The EV maker is catching up with No. 2 Lexus and No. 1 BMW

Tesla has passed Mercedes-Benz for the No. 3 spot in luxury-vehicle registrations this year through September, according to data from Experian.

The electric vehicle maker appears to have enough momentum to close the gap with No. 2 Lexus and U.S. luxury leader BMW before the year is over.

Tesla totaled 230,855 vehicle registrations through the first three quarters of the year, passing Mercedes with 213,708, Experian data showed. Lexus was in second place with 245,864 and BMW was leading the market with 259,237 in the nine-month period.

In last month’s Experian report comparing registrations through August, Mercedes was still in third place but Tesla was surging. This month’s report shows that Tesla sales rose 76 percent compared with the January-September period last year, while Lexus is up 33 percent and BMW 36 percent.

The California automaker’s remarkable rise comes amid a chip shortage that has introduced supply constraints into the battle for luxury buyers. Tesla has been able to weather the semiconductor shortage better than some rivals, partially by using software for functions previously controlled by chips.

“It might be a bit early to say Tesla is surpassing Mercedes in sales permanently, but the fact that it’s managed to do so with a much more limited product line is impressive,” said Jessica Caldwell, executive director of insights at Edmunds. She also said Mercedes has been struggling generally with consumers.

“Given where we are with the chip shortage, it’s probably premature to make any sweeping long-term declarations as automakers are grappling with varying degrees of difficulty, but it does show the strength of Tesla,” Caldwell said.

Tesla is also preparing to open its second U.S. factory near Austin, Texas, and is expanding its operations in California, according to CEO Elon Musk.

In addition to its current lineup of two sedans and two crossovers, Tesla plans to launch the Cybertruck pickup next year from the Texas plant, with a massive backlog of pre-orders. Musk has said supply is the problem, not demand.

Tesla has also been steadily raising prices, often sharply and abruptly. Rivals, too, have been charging more for their vehicles at the dealer level, with much higher transaction prices than last year because of supply constraints.

Caldwell said Tesla’s red-hot streak may not last forever, but that the EV maker clearly has momentum compared with legacy rivals as consumer tastes shift.

“Tesla will eventually lose some of its cachet; no brand can be the ‘it brand’ forever,” Caldwell said in an email to Automotive News.
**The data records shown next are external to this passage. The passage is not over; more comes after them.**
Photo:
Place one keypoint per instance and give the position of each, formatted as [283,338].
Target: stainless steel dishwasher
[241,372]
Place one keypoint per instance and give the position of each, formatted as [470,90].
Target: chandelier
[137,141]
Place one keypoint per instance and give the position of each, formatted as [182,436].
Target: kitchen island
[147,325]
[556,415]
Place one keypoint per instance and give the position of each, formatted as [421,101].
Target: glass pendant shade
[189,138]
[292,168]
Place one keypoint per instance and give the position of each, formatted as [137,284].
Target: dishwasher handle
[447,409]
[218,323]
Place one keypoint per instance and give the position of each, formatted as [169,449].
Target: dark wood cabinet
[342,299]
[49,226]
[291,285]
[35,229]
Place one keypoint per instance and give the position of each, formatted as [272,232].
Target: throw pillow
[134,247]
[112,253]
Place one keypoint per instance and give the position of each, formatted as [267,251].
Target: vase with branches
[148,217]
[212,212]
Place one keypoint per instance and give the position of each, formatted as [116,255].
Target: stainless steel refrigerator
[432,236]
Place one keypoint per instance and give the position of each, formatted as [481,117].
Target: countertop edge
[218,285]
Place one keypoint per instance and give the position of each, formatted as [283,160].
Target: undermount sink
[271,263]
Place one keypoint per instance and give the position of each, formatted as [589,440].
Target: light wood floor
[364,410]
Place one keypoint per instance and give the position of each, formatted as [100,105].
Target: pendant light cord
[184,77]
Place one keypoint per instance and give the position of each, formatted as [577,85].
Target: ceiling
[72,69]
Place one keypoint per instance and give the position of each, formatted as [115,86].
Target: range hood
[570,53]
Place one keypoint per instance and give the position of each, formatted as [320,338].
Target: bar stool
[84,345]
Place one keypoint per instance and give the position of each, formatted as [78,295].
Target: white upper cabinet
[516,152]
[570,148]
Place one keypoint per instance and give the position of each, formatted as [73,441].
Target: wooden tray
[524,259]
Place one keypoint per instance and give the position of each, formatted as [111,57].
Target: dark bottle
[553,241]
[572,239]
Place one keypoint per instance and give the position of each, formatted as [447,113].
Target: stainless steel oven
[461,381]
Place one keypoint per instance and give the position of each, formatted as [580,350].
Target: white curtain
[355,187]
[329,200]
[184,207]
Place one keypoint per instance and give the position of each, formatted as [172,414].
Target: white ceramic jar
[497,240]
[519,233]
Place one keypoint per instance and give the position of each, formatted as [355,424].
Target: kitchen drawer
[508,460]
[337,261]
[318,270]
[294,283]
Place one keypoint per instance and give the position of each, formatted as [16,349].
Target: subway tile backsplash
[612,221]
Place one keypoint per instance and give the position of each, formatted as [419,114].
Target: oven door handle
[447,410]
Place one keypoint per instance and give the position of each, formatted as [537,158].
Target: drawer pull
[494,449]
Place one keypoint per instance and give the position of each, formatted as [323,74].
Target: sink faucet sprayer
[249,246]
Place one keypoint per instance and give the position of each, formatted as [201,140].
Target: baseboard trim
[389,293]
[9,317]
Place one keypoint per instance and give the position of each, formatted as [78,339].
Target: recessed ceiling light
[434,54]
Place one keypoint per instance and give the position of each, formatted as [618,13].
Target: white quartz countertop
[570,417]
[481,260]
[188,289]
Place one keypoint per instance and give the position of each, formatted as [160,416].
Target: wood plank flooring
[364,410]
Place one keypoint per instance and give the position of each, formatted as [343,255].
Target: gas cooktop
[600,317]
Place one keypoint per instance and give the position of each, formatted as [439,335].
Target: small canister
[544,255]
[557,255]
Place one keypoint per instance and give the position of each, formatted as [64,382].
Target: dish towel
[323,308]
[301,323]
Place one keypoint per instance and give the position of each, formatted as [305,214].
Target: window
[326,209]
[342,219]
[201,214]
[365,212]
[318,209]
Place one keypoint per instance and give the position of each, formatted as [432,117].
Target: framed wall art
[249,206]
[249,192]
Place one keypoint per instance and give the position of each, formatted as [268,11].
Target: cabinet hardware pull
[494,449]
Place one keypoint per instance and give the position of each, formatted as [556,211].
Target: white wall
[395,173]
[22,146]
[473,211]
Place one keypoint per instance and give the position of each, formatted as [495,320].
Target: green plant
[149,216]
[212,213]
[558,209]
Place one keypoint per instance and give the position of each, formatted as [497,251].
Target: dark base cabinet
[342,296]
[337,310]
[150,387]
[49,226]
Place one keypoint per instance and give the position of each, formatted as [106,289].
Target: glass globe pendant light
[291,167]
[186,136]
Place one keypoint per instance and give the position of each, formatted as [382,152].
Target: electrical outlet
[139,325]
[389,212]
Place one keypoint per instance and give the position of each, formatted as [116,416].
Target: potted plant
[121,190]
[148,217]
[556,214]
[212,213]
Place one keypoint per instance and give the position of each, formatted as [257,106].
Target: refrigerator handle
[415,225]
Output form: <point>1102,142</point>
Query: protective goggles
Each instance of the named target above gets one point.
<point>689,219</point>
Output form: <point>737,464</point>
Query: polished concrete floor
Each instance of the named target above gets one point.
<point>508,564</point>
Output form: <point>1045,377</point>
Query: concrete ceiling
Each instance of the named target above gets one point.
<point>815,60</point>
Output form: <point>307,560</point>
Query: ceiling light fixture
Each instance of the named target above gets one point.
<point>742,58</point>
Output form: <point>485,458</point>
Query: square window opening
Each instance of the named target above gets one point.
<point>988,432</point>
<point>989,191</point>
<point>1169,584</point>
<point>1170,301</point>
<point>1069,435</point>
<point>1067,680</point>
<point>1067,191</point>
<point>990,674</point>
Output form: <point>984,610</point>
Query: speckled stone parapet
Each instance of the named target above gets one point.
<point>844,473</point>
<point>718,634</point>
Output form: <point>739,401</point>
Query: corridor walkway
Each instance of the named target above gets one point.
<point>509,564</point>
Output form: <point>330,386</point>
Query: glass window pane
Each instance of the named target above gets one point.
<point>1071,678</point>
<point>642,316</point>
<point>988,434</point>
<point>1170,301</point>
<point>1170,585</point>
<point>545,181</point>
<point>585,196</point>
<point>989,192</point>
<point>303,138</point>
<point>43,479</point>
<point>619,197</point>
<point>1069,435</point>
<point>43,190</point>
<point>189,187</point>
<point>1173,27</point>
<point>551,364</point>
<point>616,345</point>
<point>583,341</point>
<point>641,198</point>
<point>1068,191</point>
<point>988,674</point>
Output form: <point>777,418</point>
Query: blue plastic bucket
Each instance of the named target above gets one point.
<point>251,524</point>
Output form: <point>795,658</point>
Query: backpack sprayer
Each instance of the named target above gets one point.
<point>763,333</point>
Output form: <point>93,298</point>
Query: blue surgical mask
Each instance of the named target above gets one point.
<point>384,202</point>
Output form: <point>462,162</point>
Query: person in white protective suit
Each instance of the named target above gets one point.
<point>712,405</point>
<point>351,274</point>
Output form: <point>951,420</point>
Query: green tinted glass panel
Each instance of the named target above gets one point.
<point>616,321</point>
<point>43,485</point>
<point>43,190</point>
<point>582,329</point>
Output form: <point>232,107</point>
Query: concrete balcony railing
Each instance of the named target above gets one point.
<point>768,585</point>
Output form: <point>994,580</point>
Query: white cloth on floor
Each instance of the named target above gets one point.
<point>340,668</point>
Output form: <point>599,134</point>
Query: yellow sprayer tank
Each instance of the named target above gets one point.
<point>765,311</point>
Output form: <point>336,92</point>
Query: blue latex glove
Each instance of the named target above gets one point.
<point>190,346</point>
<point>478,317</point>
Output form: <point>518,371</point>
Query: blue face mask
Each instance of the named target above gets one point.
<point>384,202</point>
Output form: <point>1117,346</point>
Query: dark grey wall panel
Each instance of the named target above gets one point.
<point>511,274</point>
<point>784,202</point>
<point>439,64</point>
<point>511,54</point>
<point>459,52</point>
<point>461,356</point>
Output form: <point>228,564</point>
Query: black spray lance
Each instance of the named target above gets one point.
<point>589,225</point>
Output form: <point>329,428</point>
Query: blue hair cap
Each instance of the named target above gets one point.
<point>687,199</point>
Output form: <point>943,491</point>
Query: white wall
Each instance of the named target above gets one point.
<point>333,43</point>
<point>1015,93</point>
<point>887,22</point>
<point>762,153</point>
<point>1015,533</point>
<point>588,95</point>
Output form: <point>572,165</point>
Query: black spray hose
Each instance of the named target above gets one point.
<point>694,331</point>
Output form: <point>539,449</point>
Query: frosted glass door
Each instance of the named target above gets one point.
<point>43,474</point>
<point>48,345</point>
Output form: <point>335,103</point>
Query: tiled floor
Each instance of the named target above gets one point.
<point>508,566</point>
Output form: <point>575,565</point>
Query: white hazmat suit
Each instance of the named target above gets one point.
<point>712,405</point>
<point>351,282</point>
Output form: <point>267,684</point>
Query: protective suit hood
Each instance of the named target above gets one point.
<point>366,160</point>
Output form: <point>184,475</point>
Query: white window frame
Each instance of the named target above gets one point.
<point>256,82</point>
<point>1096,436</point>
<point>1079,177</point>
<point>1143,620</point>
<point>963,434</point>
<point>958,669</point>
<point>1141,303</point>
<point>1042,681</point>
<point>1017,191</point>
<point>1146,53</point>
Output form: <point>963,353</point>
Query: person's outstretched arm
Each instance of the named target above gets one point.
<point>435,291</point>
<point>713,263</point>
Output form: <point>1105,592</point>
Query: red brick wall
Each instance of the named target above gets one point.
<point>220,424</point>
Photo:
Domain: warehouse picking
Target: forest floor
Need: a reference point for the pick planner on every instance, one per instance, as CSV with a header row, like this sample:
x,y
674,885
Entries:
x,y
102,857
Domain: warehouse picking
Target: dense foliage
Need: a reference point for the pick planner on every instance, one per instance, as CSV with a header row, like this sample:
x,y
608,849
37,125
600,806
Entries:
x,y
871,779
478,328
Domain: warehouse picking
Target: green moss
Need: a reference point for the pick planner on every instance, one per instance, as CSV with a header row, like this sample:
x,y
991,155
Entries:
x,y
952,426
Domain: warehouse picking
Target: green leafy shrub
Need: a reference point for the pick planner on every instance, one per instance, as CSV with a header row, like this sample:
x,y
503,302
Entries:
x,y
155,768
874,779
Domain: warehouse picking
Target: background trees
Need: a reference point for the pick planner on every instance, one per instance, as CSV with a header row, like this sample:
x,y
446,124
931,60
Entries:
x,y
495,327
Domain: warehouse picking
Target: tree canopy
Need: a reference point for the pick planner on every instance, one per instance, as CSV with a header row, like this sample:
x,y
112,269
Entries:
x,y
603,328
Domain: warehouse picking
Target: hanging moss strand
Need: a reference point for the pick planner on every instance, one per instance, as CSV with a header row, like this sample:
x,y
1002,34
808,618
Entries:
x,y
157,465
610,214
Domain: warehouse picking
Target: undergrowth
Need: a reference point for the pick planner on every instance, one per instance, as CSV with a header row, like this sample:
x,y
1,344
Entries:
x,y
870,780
    “But its product portfolio is expanding. So, what Tesla loses in cool, it will gain in opportunities for volume growth, and mainstream luxury players will be under siege for quite a while,” she said.

    In other data from the Experian report this month:

    • Audi was fifth in U.S. luxury-vehicle registrations through September with 170,092. Acura was sixth with 130,703 and Cadillac was seventh with 104,146.
    • EV sales in California are setting the pace for the nation with an 82 percent rise in EV registrations compared with last year, with 118,287 through the third quarter. California accounted for 35 percent of EV registrations.
    • Texas, home to Tesla’s second U.S. factory, is barely a blip on the EV charts. Through September the state notched just 6 percent of EV registrations. Tesla sales did more than double vs. last year to 14,778, suggesting that the Lone Star State is embracing some EV models.